Use Spark to write data to an Iceberg table in streaming mode - E-MapReduce

This topic describes how to write data to an Iceberg table by using Spark Structured Streaming.

Prerequisites

A Hadoop cluster is created in the EMR console. For more information, see Create a cluster.

Note This topic applies only to a Hadoop cluster that is of EMR V3.38.0, EMR V5.4.0, or a minor version later than EMR V3.38.0 or EMR V5.4.0.
A Kafka cluster is created in the EMR console. For more information, see Create a cluster.

Limits

The Hadoop and Kafka clusters must be deployed in the same vSwitch of the same virtual private cloud (VPC).

Write data to an Iceberg table in streaming mode

Write data to an Iceberg table by calling the DataStreamWriter API in Spark Structured Streaming.

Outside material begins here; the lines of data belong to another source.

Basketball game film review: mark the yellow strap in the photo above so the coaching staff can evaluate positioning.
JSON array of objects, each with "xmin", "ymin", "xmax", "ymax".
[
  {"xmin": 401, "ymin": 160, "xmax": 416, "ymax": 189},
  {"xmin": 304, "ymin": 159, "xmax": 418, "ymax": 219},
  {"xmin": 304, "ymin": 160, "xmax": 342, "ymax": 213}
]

val tableIdentifier: String = ...
data.writeStream
    .format("iceberg")
    .outputMode("append")
    .trigger(Trigger.ProcessingTime(1, TimeUnit.MINUTES))
    .option("path", tableIdentifier)
    .option("checkpointLocation", checkpointPath)
    .start()

Note The tableIdentifier parameter in the code specifies the name of a metadata table or the path of a metadata table. You can use one of the following methods to write data to an Iceberg table in streaming mode:

append: Append data in each batch to an Iceberg table. The method is equivalent to the INSERT INTO operation.
complete: Overwrite data in an Iceberg table with data in the latest batch. The method is equivalent to the INSERT OVERWRITE operation.

Example

This section provides an example on how to read data from the Kafka cluster and write the data to an Iceberg table. You can run the spark-submit command to run a Spark job to implement data read and write after you package the related code and upload the packaged code to your EMR cluster.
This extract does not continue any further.